The House Government Operations Committee returned to two draft ethics bills on Wednesday. Jaye Pershing Johnson (General Counsel, Governor's Office) was up first, speaking to the good working relationship the Administration has with Ethics Commission. The Administration has no opposition to draft except to note that the Sheriffs already have a financial disclosure requirement. They believe these requirements should be equal and apply to all. Pershing Johnson had one caution however, which was that historically requirements for financial disclosures have a tendency to discourage folks from serving if the burden of disclosure is too great. She suggested that the Legislature might want to avoid giving the appearance of ‘weaponizing’ the Commission.
Christina Sivret (Executive Director, Vermont State Ethics Commission) provided a summary of the bill. The following is an excerpted copy of the summary. The purpose of the bill is to require that certain county officers both running for and holding office file financial disclosures. it would also create penalties for delinquent disclosures for candidates for State office, county office, State Senator, and State Representative.
The bill would grant the State Ethics Commission powers to perform supplemental investigations and hearings and to issue warnings, reprimands, and recommended actions if there is a finding that a violation has occurred. It would also create a full-time, exempt Legal Counsel position in the State Ethics Commission and reclassify the Executive Director of the State Ethics Commission from a part-time to a full-time State employee. As their scope would be expanding to municipalities, an additional member would be Added to the Ethics Commission that would be appointed by the Vermont League of Cities and Towns.
Current disclosure requirements include:
- Candidates for State office, State Senator, or State Representative must file financial disclosures.
- While in office, executive officers (Governor, Lieutenant Governor, Treasurer, Secretary of State, Auditor of Accounts, Attorney General, and agency secretaries, commissioners, and deputies under the Governor) file similar financial disclosures.
Current duties of the State Ethics Commission include:
- Making referrals and tracking complaints of alleged violations of:
- Governmental conduct regulated by law
- Of the Department of Human Resources Personnel Policy and Procedure Manual
- State campaign finance law
- Providing ethics training
- Issue guidance and advisory opinions regarding ethical conduct
The disclosure requirements for all office holders would be tightened to include:
- Sources of personal income:
- The names of any clients who had business before any municipal or State office, department, or agency during the previous 12 months.
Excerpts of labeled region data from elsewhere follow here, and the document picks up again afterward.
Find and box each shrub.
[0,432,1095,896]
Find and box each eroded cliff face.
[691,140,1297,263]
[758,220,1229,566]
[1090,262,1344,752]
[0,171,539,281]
- The names of clients from whom the candidate has received $10,000.00 or more in the previous 12 months.
- Investment income, including individual stock holdings or investments valued at $10,000.00 or more at any point in the previous 12 months.
- Membership on any Boards, commissions, or other entities that make decisions about the allocation or disbursement of State funds over the previous 12 months.
- Loans made to a company if the candidate owned more than 10% of that company and if the loan was not commercially reasonable and made in the ordinary course of business.
- Companies in which the candidate had an ownership or controlling interest in the previous 12 months that had business with the State or municipality.
- The full name of the candidate’s spouse or domestic partner.
The bill would empower the State Ethics Commission to independently investigate and hold hearings regarding ethics complaints. Based on the findings of the investigation, it can issue warnings, reprimands, and other recommended actions. This could include facilitated mediation, additional training and education, referrals to counseling and wellness support, or other remedial actions. The individual against whom the complaint is brought is afforded a right to be heard at the hearing, notice of investigation and hearings, and the result of any investigation. The complainant shall also have the right to be heard.
Another provision in the bill would require those entities to which the Commission refers complaints to report back annually “with aggregate data on ethics complaints not submitted to the Commission, with the complaints separated by topic, and the disposition of those complaints, including any prosecution, enforcement action, or dismissal.” Those reporting entities include the office of the Attorney General and State’s Attorneys’ offices, the Department of Human Resources, the House and Senate Ethics Panels, the Judicial Conduct Board, the Professional Responsibility Board, and the Office of the State Court Administrator.